With the hospital management starting to hit back against the organizing attempt, we decided to further alienate key personal. We made sure background checks were done and we discovered personal shortcomings like DUI convictions, petty shoplifting and other embarrassing past discretions to further minimize their authority status and further distract them from the organizing drive.

Our initial target was the RN’s, but we knew that there were others in the hospital who wanted our attention. We used them to our advantage. Most of the non-medical professional employees were Hispanic. They felt that they were discriminated against by hospital policies. We organized a large protest on and around the hospital grounds.
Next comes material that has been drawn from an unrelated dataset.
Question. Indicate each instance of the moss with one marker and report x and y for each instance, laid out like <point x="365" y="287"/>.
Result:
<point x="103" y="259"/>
We made sure that it was large enough and created enough chaos to be picked up by the local media. Of course, we made sure these workers had support from workers in all hospital departments.

We knew that this campaign was not going to do anything but destroy the quality of patient care. We had to create that type of environment to achieve victory. So we continued to push and push. Every day we made it more difficult for hospital management to effectively run daily operations. Organizing activity never got easier for them. We continually added more and more pressure to the point where we reached a fever pitch. We deliberately sabotaged the Magnet status quest and won the campaign. We sabotaged the Magnet status because we knew that we were going to win. We used their goal of obtaining that status as a “carrot on a stick” when going through contract negotiations after winning the election. We could help establish the application process if given incentive in the form of a good contract.

NOTE: During this campaign, we had to focus on the Nursing staff as a whole. Today, the NLRB has new rules allowing for micro-unions in specialized healthcare facilities. It is fully expected that these micro-unions will work their way into hospitals and other healthcare institutions. All of the above tactics will continue to be successful if a hospital or other healthcare facility is not prepared. The difference is it will be much easier to organize a smaller group to get a foothold in the organization and then spread like a virus.